In 2008, I attended an Association of Fundraising Professionals (AFP) International Conference in San Diego, California. Some 3,000 fundraising professionals attended this educational and networking event from countries across the world.
During a morning seminar, I sat behind a friendly gentleman from the Netherlands, Jan Wezendonk. Jan is Chairman of the Board of Nationaal Fonds Kinderhulp, a nonprofit organization that provides assistance to needy children.
Jan and I struck up a conversation that morning, and we have remained in touch online. Jan told me one of the most successful ways in which his organization has been funded is via the EU Charity Lottery. You can read an overview about how privately-funded lotteries work via the Association of Charity Lotteries in the European Union.
“The primary aim of a charity lottery is to raise funds for charitable organisations (the lottery is just a tool). The fundraising efforts are not used as a mere excuse for organising the lottery, but are indeed the main reason. Therefore, no private profits should be made.” Charity lotteries raise millions of euros each year for hundreds of NGOs and charitable organisations. Well-known organisations as well as local, grassroots organisations receive charity lottery funding.
The Texas Lottery provides funding for lottery winners, of course, with a portion going to the Foundation School Fund (and for administrative purposes). The pie chart shown on the link provides an excellent overview of where Texas stands today in terms of lottery proceeds.

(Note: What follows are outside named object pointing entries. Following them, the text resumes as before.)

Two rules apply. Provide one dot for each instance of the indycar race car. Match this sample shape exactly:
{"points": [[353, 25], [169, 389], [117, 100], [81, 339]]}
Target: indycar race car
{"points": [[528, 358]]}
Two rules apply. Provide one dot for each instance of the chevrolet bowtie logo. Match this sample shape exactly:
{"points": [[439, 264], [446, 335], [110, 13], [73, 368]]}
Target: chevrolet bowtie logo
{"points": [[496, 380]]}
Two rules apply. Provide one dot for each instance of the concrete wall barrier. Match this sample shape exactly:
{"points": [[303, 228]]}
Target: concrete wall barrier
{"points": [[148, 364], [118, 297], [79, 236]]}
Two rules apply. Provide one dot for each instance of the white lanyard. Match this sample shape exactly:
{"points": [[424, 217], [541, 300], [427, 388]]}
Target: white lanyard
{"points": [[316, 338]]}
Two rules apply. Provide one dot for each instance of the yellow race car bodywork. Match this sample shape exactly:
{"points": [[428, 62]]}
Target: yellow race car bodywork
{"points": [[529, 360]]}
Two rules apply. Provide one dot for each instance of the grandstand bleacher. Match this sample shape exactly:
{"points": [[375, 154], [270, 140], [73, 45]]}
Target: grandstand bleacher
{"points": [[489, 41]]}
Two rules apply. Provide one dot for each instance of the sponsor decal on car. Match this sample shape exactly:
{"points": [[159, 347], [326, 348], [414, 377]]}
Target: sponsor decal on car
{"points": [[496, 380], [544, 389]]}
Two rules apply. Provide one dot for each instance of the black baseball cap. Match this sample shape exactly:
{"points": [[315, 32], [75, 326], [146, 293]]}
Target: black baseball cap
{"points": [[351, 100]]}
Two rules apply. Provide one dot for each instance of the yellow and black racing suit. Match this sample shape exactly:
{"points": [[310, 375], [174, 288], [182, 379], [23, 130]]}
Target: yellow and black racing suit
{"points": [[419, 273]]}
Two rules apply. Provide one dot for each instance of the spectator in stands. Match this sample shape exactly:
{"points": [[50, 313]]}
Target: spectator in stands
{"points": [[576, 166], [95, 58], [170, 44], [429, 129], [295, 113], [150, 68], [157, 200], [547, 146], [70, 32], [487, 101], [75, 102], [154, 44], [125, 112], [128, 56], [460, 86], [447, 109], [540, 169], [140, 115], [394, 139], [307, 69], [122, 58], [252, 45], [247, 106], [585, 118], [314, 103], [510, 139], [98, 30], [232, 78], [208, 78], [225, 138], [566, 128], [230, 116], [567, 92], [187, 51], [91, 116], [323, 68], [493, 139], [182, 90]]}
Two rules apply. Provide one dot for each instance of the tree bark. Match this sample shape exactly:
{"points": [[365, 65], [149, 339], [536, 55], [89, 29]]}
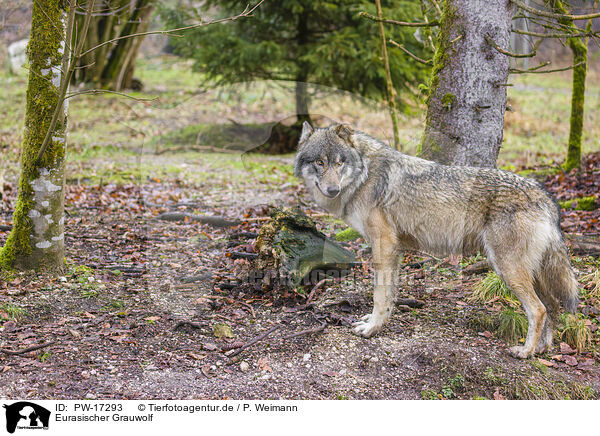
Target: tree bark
{"points": [[467, 96], [36, 240], [388, 76]]}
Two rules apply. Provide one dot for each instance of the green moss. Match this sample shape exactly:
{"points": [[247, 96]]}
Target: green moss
{"points": [[42, 98], [440, 59], [582, 203], [448, 100], [580, 54]]}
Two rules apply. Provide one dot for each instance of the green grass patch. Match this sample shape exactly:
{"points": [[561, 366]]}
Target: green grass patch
{"points": [[582, 203], [347, 235], [512, 325], [492, 288], [574, 331]]}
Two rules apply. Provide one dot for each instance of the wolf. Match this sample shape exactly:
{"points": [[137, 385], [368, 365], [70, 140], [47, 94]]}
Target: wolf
{"points": [[400, 202]]}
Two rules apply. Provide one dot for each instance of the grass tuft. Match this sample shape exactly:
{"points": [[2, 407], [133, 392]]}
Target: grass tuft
{"points": [[592, 284], [492, 288], [574, 332], [512, 325]]}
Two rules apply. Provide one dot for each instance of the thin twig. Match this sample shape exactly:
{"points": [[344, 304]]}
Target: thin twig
{"points": [[246, 13], [432, 23], [255, 340], [26, 350], [106, 91], [415, 57], [307, 331], [554, 15], [556, 35]]}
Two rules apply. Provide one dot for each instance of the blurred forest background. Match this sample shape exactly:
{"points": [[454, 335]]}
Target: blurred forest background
{"points": [[179, 145]]}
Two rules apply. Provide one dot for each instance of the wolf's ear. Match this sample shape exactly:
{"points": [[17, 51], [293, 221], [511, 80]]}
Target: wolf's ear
{"points": [[344, 131], [307, 130]]}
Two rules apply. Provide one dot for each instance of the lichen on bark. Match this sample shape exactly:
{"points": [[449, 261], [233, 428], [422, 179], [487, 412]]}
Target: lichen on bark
{"points": [[36, 240], [465, 103]]}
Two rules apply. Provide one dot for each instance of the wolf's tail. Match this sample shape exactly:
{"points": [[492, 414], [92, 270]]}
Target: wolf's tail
{"points": [[556, 282]]}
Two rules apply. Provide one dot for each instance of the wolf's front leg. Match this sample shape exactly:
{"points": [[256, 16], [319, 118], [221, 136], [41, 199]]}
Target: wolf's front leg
{"points": [[385, 257]]}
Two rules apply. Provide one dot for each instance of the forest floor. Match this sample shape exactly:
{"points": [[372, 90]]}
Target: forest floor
{"points": [[150, 309]]}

My readers may be interested to know that in 2013, the Texas Lottery came under attack by opponents who felt, among other things, that lotteries are a burden upon the poor. After the Texas House of Representatives voted to abolish the Texas Lottery Commission in April, the decision was quickly reversed. See The Dallas Morning News for an update (April 24, 2013). One question to my mind is, given the substantial funding for Texas schools provided by the current lottery, how would those essential funds be replaced? We have twelve more years to consider this issue, and I have no doubt, the Texas Lottery will again come under attack in twelve years.

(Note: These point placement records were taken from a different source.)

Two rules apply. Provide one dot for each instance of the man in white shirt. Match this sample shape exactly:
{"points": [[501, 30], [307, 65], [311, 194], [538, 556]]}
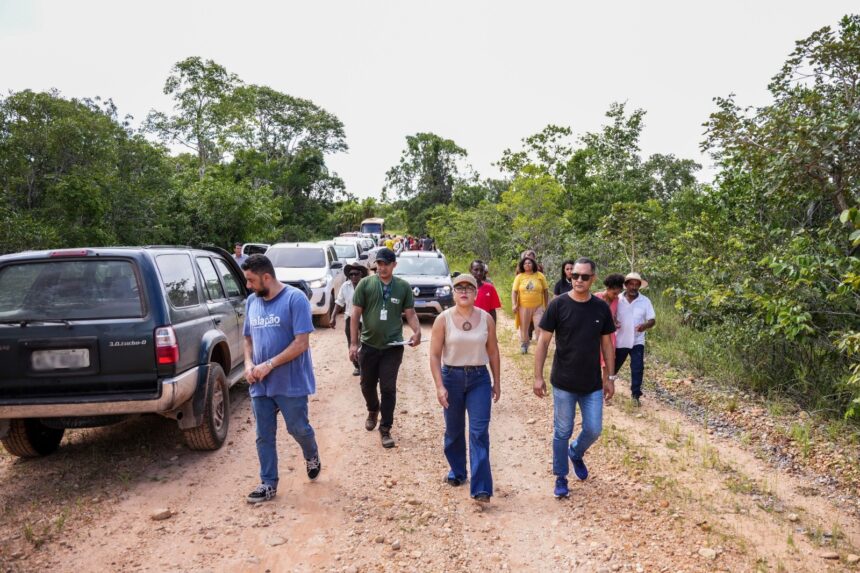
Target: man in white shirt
{"points": [[343, 302], [635, 316]]}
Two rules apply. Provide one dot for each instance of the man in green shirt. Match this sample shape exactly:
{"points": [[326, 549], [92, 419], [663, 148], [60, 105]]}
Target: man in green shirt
{"points": [[378, 303]]}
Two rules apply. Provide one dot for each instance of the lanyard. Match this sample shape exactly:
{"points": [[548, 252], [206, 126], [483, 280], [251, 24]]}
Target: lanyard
{"points": [[385, 289]]}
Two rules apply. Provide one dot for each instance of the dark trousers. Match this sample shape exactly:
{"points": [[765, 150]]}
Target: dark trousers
{"points": [[380, 366], [349, 339], [637, 366]]}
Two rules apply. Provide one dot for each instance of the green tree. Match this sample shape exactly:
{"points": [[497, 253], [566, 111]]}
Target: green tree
{"points": [[204, 109], [74, 174], [429, 170]]}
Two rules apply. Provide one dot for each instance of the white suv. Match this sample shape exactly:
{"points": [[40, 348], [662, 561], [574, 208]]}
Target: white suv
{"points": [[315, 264]]}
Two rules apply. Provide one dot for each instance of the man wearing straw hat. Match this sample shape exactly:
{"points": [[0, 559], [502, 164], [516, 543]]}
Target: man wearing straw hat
{"points": [[635, 316]]}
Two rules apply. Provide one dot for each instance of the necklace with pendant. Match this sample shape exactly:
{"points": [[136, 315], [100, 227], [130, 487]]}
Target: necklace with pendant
{"points": [[467, 326]]}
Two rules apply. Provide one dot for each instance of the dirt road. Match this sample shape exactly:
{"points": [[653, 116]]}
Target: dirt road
{"points": [[664, 494]]}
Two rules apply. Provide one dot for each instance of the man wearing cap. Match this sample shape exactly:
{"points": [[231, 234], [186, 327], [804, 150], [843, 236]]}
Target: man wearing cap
{"points": [[635, 316], [343, 303], [378, 303]]}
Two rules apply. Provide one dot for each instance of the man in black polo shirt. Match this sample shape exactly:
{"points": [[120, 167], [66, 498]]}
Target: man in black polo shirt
{"points": [[582, 324]]}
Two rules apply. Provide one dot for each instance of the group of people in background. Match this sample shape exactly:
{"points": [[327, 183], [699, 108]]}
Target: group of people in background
{"points": [[407, 243], [595, 334]]}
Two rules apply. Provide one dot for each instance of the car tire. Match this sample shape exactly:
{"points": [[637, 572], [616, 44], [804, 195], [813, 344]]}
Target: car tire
{"points": [[211, 434], [30, 438], [324, 320]]}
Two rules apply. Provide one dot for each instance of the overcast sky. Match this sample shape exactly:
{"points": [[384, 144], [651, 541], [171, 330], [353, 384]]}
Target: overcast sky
{"points": [[483, 73]]}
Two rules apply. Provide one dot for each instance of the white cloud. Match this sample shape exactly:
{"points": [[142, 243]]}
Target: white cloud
{"points": [[482, 73]]}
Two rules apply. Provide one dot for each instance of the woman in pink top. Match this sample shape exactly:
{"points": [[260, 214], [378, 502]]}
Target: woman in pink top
{"points": [[614, 284]]}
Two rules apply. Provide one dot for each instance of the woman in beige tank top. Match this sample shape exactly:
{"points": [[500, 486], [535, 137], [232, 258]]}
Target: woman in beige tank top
{"points": [[463, 343]]}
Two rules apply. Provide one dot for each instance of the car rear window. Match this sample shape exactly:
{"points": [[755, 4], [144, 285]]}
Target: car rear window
{"points": [[210, 278], [297, 258], [177, 275], [421, 266], [345, 251], [230, 283], [70, 290]]}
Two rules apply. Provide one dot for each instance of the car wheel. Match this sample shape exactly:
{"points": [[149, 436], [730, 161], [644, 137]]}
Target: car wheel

My person question is, would lotteries be expanded in Texas and other states to support other charitable causes? I believe there is room for this concept, especially given today’s economic challenges and the ever-growing popularity of lotteries. Certainly, a successful lottery requires sophisticated, trustworthy management and a solid promotional plan.
I personally have never purchased a lottery ticket. In my opinion, U.S. lotteries such as we have in operation today have a negative connotation, bolstered by the occasional media exposes regarding winners whose lives have been destroyed. Click on the link for a 2008 article discussing the disastrous effects of the lottery on past lottery winners. And, some may have read about this recent case in the Christian Science Monitor, where a lottery winner was supposedly poisoned. Caution advised!
Having said that, should states like Texas develop new, “classier” lotteries in addition to those that exist today, ones that would be attractive to those among us who shun the lotteries currently in existence. Could one purchase lottery tickets at your charity of choice, in department stories (not just in convenience marts), at high-end restaurants, and online? Certainly, this is a big project that would take time to develop and implement properly, but I believe it is definitely worth consideration.
“Food for thought,” as they say, and thanks to Jan Wezendonk for helping me think in new ways!
~ My friend Jane Pulaski pointed out a website with more in-depth information regarding the Dutch Postcode Lottery, one of several operated by Novamedia. “Fifty percent of the Dutch Postcode Lottery’s gross proceeds goes directly to various charities. With 2.5 million participants and a total of 4.5 million tickets in 2011, the Postcode Lottery gave 284 million euros to more than 85 charities working in the fields of conservation, environmental protection, developmental aid and human rights.”
~ Here is an inspiring article about how charity lotteries in Europe have came to the rescue of several nonprofit organizations facing public funding cuts, “Big Lottery Fund gives £29m to 788 organisations that face cuts” by Andy Ricketts for Third Sector. I would like to thank Fundraising Success for highlighting this noteworthy story.
~ I found this article by Howard Lake in the Third Sector of great interest, “Twitter-based lottery aims to fundraise for charities,” from UKFundraising (October 7, 2011).
“The National Twotto is a new Twitter-based lottery for UK Twitter users that, if it attracts enough followers and sponsors, will distribute £1,000 a week to charity. Created by Manchester-based web developer Jono Casley, Twotto costs nothing to play. Instead, the weekly jackpot prize of £1,000 and charity donation of £1,000 will be paid for by sponsors. In return sponsors can promote their product or service to all those people taking part in the lottery by following @NationalTwotto on Twitter.”
They haven’t been active “tweeting” for a few months, but I’d love to see something along these lines happen in the U.S.
~ An example of how a charity lottery can benefit an important nonprofit project is discussed here: “Funding Boost for Historic North-east Park ~ Haddo Country Park Will be Reinvigorated with Money from the Heritage Lottery Fund,“ by Leanna MacLarty for stv news (December 19, 2011).
~ Maev Kennedy reports in The Guardian, “Scott’s lost Antartica photographs bought for the nation: Pictures acquired with help of Heritage Lottery Fund grant in time for centenary of ill-fated journey” (January 16, 2012).
~ From the Derby Telegraph comes another charity lottery success story, “£100,000 Grant Handed to City Museum to Buy Joseph Wright Paintings” (April 26, 2013), which describes funding provided by the Heritage Lottery Fund.